Dès le lundi 4 avril, la Premier Ministre a battu en retraite et déclaré qu’elle n’avait fait « qu’exprimer une opinion personnelle ». Plutôt que de faire rentrer les manifestants chez eux, cela va probablement leur donner confiance en leur force à faire plier le gouvernement. Un nouveau comité, « Entente pour Reconquérir le Choix », appelle à manifester samedi devant les bureaux du Premier Ministre.

Au sein de ce comité, certains s’opposent projet de loi sans vouloir revendiquer l’avortement libre et gratuit. Ce serait une erreur, premièrement parce que le soi-disant « compromis de 1993 » ne garantit même pas de pouvoir avorter dans les cas prévus par la loi : les médecins ont le droit de refuser de pratiquer une IVG (et même de prescrire la contraception!) au nom de leurs convictions personnelles. Les femmes sont alors contraintes de se rendre d’hôpital en hôpital pour trouver un médecin qui accepte de s’occuper d’elles. Certains font aussi en sorte de prolonger la procédure jusqu’à ce que le délai légal soit dépassé.

Mais ce serait aussi manquer une occasion unique d’obtenir un droit réel à l’avortement. La spontanéité et l’ampleur, relativement à la Pologne, de la réaction, montrent que nous pourrions être à l’aube d’un mouvement de masse qui pourrait faire fléchir le gouvernement malgré le lobby de l’église. Si c’était le cas, cela serait aussi un formidable précédent pour les futures luttes sous le mandat du PiS. Si au contraire nous laissons passer cette occasion, il faut s’attendre à d’autres attaques contre les droits des femmes, des LGBT et des migrants.
Une partie d’Entente pour Reconquérir le Choix est pour une approche apolitique, c’est à dire pour se limiter à la question de l’avortement et ne pas afficher son appartenance politique au sein du mouvement.
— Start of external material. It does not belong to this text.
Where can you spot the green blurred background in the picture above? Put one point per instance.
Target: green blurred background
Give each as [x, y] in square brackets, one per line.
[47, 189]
Cela ne pourrait qu’affaiblir la lutte, alors que la lier aux questions sociales, notamment les bas salaires, la faible converture sociale et les coupes dans les hôpitaux, permettrait de l’élargir à de nouvelles couches de la population.

Alternatywa Socjalistyczna s’est jointe avec enthousiasme à cette lutte pour obtenir le droit à l’avortement libre et gratuit, tout en montrant en quoi le capitalisme n’offre aucune porte de sortie pour les femmes, mais utilise également leur oppression pour maintenir sa domination.